I couldn’t look, but I could glance. Those goddamn cats had assaulted and then salted my pants, and the fumes from the salt eating through the Spandex were going to my head. Fortunately, I had Spandex insurance. So, even if the goddamn things melted to my legs, I could count on my local veterinarian, Dr. Pantsiera, to pry them from my cold, shriveled penis.

It was just like cats to assault my package. The fumes were making my head feel like it had been shrink-wrapped in plastic, and then the plastic cut out with a dull utility knife. I prayed that Dr. Pantsiera’s utility knives were sharp.

-These cats are certainly as stupid as Princess -Raina said, raiding our parents’s liquor cabinet for some Captain Morgan-. But - ¡Arrrrr! - they’re also nasty little motherfuckers. I’m going to my room to vomit.
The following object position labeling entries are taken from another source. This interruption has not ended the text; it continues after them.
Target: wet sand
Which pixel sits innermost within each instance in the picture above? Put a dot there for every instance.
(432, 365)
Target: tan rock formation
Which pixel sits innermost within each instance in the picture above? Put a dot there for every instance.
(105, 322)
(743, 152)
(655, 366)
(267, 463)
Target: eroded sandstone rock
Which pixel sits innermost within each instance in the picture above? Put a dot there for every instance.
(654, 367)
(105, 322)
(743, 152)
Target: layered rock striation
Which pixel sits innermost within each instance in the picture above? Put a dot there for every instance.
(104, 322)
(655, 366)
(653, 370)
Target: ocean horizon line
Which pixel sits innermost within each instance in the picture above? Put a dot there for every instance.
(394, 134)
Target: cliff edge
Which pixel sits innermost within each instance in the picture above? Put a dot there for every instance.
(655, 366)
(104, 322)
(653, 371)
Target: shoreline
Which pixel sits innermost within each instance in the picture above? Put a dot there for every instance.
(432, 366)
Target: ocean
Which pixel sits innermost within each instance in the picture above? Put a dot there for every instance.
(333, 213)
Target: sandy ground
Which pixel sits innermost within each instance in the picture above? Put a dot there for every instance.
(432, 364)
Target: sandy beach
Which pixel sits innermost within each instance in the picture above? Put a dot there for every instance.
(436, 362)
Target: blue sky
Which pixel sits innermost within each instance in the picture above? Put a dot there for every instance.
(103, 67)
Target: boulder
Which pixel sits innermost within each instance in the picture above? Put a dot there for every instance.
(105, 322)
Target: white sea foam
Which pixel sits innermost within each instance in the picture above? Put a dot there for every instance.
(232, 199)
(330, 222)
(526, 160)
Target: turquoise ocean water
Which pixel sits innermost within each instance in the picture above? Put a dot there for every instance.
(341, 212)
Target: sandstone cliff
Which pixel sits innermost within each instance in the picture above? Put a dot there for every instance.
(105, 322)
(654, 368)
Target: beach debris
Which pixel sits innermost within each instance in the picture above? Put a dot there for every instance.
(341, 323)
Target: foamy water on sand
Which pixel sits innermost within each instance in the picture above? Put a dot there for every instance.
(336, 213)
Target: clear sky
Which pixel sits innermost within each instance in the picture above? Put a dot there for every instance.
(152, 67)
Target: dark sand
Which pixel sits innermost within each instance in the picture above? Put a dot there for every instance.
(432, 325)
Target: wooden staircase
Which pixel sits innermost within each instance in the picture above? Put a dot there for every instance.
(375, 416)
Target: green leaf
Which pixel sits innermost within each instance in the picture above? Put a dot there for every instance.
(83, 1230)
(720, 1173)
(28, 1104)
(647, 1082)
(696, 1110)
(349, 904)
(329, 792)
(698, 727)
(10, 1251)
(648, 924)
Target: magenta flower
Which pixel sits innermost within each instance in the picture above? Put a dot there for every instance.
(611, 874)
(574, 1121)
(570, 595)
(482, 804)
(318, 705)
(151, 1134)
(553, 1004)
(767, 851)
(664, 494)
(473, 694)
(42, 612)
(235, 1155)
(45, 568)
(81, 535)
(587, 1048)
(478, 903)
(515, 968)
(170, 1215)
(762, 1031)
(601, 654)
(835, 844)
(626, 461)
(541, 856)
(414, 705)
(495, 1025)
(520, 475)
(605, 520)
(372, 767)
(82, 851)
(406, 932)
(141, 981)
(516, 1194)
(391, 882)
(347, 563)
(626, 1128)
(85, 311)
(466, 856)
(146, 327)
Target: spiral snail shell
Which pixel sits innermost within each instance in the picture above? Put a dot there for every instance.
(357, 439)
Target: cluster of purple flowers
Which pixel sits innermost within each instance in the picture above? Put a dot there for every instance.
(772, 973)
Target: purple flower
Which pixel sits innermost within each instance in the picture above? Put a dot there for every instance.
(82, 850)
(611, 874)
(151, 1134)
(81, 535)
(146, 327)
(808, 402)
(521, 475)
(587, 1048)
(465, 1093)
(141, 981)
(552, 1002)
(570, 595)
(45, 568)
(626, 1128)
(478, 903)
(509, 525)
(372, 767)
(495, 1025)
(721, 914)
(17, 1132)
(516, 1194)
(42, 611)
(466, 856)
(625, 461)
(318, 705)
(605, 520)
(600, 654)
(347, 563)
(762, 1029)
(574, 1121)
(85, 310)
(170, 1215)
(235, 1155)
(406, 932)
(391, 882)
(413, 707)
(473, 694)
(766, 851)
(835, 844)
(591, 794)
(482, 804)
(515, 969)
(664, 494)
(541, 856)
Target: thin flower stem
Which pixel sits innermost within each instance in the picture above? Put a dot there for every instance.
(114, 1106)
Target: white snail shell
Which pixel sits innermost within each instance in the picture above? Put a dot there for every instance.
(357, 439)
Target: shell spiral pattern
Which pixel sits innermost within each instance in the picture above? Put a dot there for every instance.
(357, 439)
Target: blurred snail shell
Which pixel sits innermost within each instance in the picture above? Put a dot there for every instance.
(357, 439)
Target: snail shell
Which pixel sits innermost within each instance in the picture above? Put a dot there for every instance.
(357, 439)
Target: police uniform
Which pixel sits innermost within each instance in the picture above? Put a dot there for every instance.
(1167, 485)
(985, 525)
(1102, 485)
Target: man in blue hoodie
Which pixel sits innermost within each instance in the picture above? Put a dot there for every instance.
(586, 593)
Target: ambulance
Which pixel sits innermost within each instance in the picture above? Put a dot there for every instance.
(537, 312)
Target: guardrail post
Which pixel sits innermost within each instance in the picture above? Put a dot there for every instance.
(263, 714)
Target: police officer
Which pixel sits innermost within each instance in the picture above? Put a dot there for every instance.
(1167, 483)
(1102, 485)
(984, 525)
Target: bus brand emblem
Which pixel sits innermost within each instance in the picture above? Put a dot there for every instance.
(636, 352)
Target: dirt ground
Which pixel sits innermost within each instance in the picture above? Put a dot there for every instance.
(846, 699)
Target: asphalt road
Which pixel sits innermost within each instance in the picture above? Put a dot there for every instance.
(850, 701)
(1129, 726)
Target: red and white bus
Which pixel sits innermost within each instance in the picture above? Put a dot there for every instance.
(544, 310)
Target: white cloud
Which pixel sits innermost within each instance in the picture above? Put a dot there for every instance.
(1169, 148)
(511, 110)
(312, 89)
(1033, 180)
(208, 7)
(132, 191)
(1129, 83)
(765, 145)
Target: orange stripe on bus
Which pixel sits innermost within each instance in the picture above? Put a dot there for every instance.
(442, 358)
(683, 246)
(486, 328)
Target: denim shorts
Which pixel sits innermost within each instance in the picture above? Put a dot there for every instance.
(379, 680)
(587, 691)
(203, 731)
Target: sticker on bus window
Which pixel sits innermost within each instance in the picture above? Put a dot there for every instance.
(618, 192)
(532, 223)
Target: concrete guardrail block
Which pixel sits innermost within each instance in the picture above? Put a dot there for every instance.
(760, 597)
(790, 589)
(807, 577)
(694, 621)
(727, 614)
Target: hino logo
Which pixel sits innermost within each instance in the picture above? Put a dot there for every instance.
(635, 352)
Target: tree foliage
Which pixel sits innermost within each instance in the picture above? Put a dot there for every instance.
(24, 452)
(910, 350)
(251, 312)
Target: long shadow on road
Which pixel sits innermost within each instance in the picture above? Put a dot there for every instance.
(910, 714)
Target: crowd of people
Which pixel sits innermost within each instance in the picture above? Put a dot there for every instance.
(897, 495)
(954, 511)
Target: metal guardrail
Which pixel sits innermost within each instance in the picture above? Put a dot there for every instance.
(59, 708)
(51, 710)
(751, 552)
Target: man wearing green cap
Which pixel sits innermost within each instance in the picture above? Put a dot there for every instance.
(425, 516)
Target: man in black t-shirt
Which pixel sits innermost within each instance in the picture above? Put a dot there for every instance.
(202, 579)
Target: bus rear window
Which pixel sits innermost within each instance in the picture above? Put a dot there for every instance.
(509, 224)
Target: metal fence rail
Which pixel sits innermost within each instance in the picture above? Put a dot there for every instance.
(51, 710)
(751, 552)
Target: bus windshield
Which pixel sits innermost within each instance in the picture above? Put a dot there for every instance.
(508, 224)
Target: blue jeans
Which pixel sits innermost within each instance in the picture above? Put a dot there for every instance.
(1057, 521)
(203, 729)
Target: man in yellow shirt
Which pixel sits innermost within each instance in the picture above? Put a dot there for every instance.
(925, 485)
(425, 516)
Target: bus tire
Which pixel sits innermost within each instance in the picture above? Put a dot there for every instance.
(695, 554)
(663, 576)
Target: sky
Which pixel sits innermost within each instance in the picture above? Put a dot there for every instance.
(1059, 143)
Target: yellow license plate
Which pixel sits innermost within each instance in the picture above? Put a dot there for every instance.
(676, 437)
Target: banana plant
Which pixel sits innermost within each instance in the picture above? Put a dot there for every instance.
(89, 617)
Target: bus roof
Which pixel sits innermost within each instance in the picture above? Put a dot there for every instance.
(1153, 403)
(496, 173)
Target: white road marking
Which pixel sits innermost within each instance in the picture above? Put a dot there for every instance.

She couldn’t have a hamster, she had to have a camel and a crank habit.

These cats were terrorizing us more than any cat I’d encountered, killed or flambé‘d. This was the stuff of bad children’s horror stories. It’s got that fuckface R.L. Stine written all over it: Death by regurgitating cats.

-¡Who’s going to stop them! -I rhetoricalized-. ¡It’s all Raina’s fault! ¡No! ¡It’s Princess’s fault! ¡She’s the one mutating!

Liv started throwing chocolates at the cats.

-¡This... isn’t... working! -She cried out-. ¡We’ll never be rid of these cats!

I was protecting my crotch with my hands when it hit me.

-¿What do all these cats have in common? -I lamented my lameness-. They all have milky white discharges. ¡We can’t discharge anything! ¿Don’t you think that’s an idea?

Liv looked as depressed as the cats looked like they were ready to discharge.

-Yeah. It’s an idea. A stupid, fucking idea.